Prenons l’exemple d’un contrat facturant 2% à l’entrée. Même si le rendement net de prélèvements est de 2,5% par an, l’assuré aura à peine récupéré sa mise au bout de la première année. Et après deux ans, sa performance globale ne sera que de 2,18%.

Le poids des frais peut donc inciter à ne pas retirer trop vite ses fonds.

Une fiscalité dégressive

L’autre élément à regarder concerne la fiscalité. C’est d’ailleurs de la fiscalité que provient cette idée reçue d’un blocage avant 8 ans.

Passé ce cap, les gains bénéficient en effet d’une taxation allégée au taux de 7,5%. Ils sont même exonérés lorsqu’ils ne dépassent pas 4.600 euros par an pour une personne seule ou le double pour un couple. Seuls sont à régler les prélèvements sociaux (s’ils n’ont pas été pris au fil de l’eau comme sur les fonds en euros).

Entre 4 et 8 ans, le taux forfaitaire est deux fois plus élevé (15%). Enfin, pour un contrat de moins de 4 ans, le taux forfaitaire est de 35%. Dans tous les cas, l’assuré peut aussi choisir d’être imposé selon son taux marginal (au barème) si cela l’avantage.

Attendre 8 ans ou non ?

Il existe donc bien des contraintes en cas de déblocage avant 8 ans. Mais faut-il pour autant en faire une échéance capitale ? Tout dépend en fait de la structure du contrat (frais, répartition entre primes et gains…) et des objectifs de l’assuré. Un rachat précoce sera par exemple moins pénalisant si le contrat comporte peu de frais et peu de gains (voir exemple ci-dessous).

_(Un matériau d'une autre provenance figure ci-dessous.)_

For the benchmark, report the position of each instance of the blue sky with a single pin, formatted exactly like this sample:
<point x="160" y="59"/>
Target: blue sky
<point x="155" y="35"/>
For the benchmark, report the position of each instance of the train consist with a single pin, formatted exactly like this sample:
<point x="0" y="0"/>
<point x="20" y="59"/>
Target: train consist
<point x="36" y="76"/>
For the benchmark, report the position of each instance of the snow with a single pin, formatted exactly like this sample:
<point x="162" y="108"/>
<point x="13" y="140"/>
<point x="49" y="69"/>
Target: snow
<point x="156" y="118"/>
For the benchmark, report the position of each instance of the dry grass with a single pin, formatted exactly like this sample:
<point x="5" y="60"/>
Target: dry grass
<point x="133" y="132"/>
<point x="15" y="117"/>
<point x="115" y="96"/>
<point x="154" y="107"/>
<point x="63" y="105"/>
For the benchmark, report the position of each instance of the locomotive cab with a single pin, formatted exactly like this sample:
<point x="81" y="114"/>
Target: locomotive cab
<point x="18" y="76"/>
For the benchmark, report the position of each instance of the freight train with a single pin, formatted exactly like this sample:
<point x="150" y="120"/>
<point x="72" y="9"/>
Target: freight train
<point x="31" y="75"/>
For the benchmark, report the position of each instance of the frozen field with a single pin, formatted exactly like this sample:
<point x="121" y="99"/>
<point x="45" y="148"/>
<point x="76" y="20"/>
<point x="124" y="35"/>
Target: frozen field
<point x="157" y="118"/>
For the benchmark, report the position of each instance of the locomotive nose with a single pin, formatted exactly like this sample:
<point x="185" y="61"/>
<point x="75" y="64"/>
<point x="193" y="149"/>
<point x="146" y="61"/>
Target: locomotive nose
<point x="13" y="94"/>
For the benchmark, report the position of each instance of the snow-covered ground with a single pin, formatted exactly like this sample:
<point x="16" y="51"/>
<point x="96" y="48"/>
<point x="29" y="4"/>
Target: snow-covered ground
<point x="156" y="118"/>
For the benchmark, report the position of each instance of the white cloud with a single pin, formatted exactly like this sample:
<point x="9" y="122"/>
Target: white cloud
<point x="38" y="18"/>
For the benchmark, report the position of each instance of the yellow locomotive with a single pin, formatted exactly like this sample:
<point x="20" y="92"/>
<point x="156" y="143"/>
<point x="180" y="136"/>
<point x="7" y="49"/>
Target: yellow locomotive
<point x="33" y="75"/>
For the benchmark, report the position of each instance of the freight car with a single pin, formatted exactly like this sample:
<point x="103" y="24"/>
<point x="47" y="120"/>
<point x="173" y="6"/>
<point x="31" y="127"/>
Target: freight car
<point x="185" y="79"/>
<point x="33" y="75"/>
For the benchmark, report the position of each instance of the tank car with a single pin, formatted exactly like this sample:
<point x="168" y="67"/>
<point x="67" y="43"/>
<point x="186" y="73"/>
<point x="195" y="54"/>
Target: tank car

Dans certaines situations, il peut même être judicieux de casser un contrat jeune et peu performant pour réinvestir sur un produit plus dynamique. La limite de 8 ans ne doit en tout cas pas faire figure d’épouvantail.

Exemple

Un assuré imposé dans la tranche à 30% dispose d’un contrat de 20.000 euros, dont 18.000 euros de primes versées et 2.000 euros de gains enregistrés au cours de la vie du contrat. Le contrat étant investi sur des fonds en euros, les gains sont nets de prélèvements sociaux (réglés au fil de l’eau).

Si le contrat a plus de 8 ans, un rachat total ne subira aucune imposition (les gains étant inférieurs à l’abattement de 4.600 euros). L’assuré récupèrera donc 20.000 euros nets.

Si le contrat a entre 4 et 8 ans, l’assuré devra payer 15% d’impôt sur ses 2.000 euros de gains en cas de rachat, soit 300 euros. Il récupèrera 19.700 euros.

Enfin, si le contrat a moins de 4 ans, la taxation se fera à 35% ou à son taux marginal (ici 30%). En choisissant cette deuxième option, l’impôt à régler sera de 600 euros et l’assuré récupèrera 19.400 euros.